Choosing the markers and blocking primer design: We updated our earlier protocols regarding the primers. Firstly, the previous primer pairs (Zeale primers ZBJ-ArtF1c/ZBJ-ArtR2c (Zeale et al., 2011) and Ins16S-1F/Ins16S-1Rshort (Clarke et al., 2014)) have gained some criticism due to the (1) potential bias towards certain taxa (ZBJ primers criticized in e.g., Clarke et al., 2014), and (2) the 16S region does not have a comprehensive or curated reference library available (Kaunisto et al., 2017). Thus, we applied two different non-overlapping primer pairs to amplify different regions of the mitochondrial COI gene to maximise the recovery of the prey taxa and to identify them with confidence. We amplified a 313 bp COI fragment with the primer pair mlCOIintF: 5′-GGW ACW GGW TGA ACW GTW TAY CCY CC-3′ (Leray et al., 2013) and jgHCO2198: 5′-TAI ACY TCI GGR TGI CCR AAR AAY CA-3′ (Geller et al., 2013). Another COI fragment of 180 bp was amplified with the primer pair LCO1-1490: 5′-GGT CAA CAA ATC ATA AAG ATA TTG G-3′ (Folmer et al., 1994) and CO1-CFMRa: 5′-GGW ACW RGW TGR ACW ITI TAY CCY CC-3′ (Jusino et al., 2019). The mlCOIintF/jgHCO2198 primer pair is referred hereafter as Leray and LCO1-1490/CO1-CFMRa as ANML. Of these primer pairs, the ANML amplifies almost entirely the same region as the Zeale primers used in a previous study (Zeale et al., 2011), to enable comparison across studies, but ensuring lower bias between prey taxa. The choice or primers was done based on the recent literature and previous work and experience of co-authors.
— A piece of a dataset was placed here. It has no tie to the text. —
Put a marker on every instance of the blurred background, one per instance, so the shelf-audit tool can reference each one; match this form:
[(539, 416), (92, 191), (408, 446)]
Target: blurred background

Both of the primer pairs in the current study likely amplify the predator in the current study (L. intacta); for this reason, we designed a blocking primer for both primer pairs as follows. We downloaded ten L. intacta COI sequences from BOLD systems (http://www.boldsystems.org) and examples of potential prey from widely different arthropod orders opportunistically from GenBank (http://www.ncbi.nlm.nih.gov/genbank/) where full mitochondria or at least full COI gene (including priming sites for LCO and HCO) were available. We aligned all sequences using Geneious MUSCLE plugin (Edgar, 2004; Kearse et al., 2012). Then, we annotated all primers into downloaded reference sequences and manually searched for optimal sites for blocking primers. Blocking primers (Leray primer blocker: Lint-Ler-Blk-F 5′-GTT TAT CCT CCA CTA GCT GGA GCC AT [C3]- 3′; ANML primer blocker: Leuint-B-R2, 3′-CCC AAA ACC TCC AAT TAT AAT AGG TAT AAC [C3]- 3′) were ordered from Macrogen Inc. (Seoul, South Korea) with a C3 modification in the 3′ end to prevent amplification in the PCR.
First PCR (locus-specific amplification): To increase the amplicon library diversity, there were four versions of each primer, so that they included so-called heterogeneity spacers between the linker-tag and the actual locus-specific oligo. The four versions for Leray were: 0 = no spacer, 1 = C, 2 = TC, or 3 = ATC. For ANML, the primer versions were: no spacer, T, AT, or CAT. First phase PCR was executed as two technical replicates per sample per primer pair, and mixed versions 0+2 for the first PCR replicate, and versions 1+3 for the second replicate. We used a reaction volume of 10 µl for all primer pair reactions. The reaction volume included 5 µl of 2 × MyTaq HS Red Mix (Bioline, UK), 3.6 µl of H2O, 100 nM of each primer (forward 0+2 or 1+3; and reverse 0+2 or 1+3), 4000 nM of the blocker (20x concentration compared to the primers; Leray: Lint-Ler-Blk-F; ANML: Leuint-B-R2), and 1 µl of DNA extract per each sample.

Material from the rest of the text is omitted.